One article claimed that they tie the knot in Egypt after the birth of Aya. In another article stood, they held their marriage in Lebanon before Aya was born. Well, for sure Mrs. Candice converted to Islam before marriage. She would better to ensure here that the marriage contract contains an exclusion clause against polygamy. She has apparently forgotten (or simply had not been informed that she can claim this if she wants). It is not clear to me whether this marriage was registered later in KSA or not. If not, then marriage has been hidden by the prince obviously.
but did not inform her about the expectation of his familiy to marry a cousin. (Which he has probably known for a long time, some Arabs tell me that their mothers started looking for a bride very early - so this was not a surprise to the Prince.) As I said,HE knew his culture much better than Cohen Agnine, it was his responsibility to teach her.
Maybe you have right here. He neglected the special requirements in a bicultural marriage. However, he did have the option of polygamy and regarded the demand of the family for an "official Saudi wife" as normality, about which there is no need for discussion.
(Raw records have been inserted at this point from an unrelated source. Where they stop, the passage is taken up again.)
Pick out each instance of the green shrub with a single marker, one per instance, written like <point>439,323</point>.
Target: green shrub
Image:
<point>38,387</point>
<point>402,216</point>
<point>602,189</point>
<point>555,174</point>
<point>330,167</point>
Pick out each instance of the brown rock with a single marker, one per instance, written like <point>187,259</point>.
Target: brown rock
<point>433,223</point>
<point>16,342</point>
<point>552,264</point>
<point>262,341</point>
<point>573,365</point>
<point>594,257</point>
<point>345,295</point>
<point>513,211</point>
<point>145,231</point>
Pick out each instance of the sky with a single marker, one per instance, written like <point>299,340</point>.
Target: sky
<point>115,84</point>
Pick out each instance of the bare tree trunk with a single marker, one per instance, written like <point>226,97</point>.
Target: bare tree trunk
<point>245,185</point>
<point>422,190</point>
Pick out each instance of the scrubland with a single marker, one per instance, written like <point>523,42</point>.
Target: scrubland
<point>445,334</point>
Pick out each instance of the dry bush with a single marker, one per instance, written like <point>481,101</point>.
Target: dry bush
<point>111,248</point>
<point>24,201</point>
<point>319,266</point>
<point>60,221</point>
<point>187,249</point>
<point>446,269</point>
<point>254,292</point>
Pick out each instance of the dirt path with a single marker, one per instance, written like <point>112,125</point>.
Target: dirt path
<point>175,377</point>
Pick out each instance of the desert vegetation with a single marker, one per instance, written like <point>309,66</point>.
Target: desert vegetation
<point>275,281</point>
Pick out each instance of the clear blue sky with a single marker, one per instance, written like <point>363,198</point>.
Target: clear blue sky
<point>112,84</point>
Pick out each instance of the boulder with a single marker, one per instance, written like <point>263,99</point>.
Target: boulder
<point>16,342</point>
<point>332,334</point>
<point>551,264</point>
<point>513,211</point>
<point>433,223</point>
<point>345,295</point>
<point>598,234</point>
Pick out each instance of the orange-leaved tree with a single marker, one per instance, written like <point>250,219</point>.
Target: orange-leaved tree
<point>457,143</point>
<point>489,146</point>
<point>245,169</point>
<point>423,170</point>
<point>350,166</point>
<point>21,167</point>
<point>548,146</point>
My opinion: It is more advisable for a woman to get necessary informations from herself - regardless of the husband - and not to wait he offers. In addition, there is the danger that he tells his wife things that only correspond to "his truth". Also, I wonder just why she had marry a prince of the Saudi royal family, if she strictly rejects polygamy?
Also he was not a Crown Prince or important member of the RF (there are countless Saudi princes and princesses that even locals don´t know all of them.) and therefor it was not obvious for an outsider to know that he has to marry a woman chosen by the family. Usually the Crown Prince and important royals have to select a special bride with good family relation,noble status,good looks,healthy,pristine reputation etc. but the less important royals can chose a person they love.
That would contradict your statement above in part. You wrote that Arab mothers early look out for particular and acceptable brides for her sons. This means it is a social standard in society that marriages are arranged. Even with non-royal and non-ruling Arab families. In the Gulf region its true and actually rooted in the tradition. In addition, preference is given to marriages within your own kin, your own tribe, your own nationality, your own religion. On the Arabian Peninsula pure love marriages do occur, but represent not the majority of all marriages.
When you come to my country it is my responsibility to tell you what is right and what is considered rude by our society,where you need to be careful and which places are dangerous to do.If I don´t do that I would be partly responsible if you get into trouble because I can´t expect you to know the subtetlies of our culture and way of living.
Even if I trust you fully, I would teach myself first what is important to know and proper in your country and society. I would not wait, that you explain to me, how I have to live in a appropriate manner in your culture. I take care of myself first!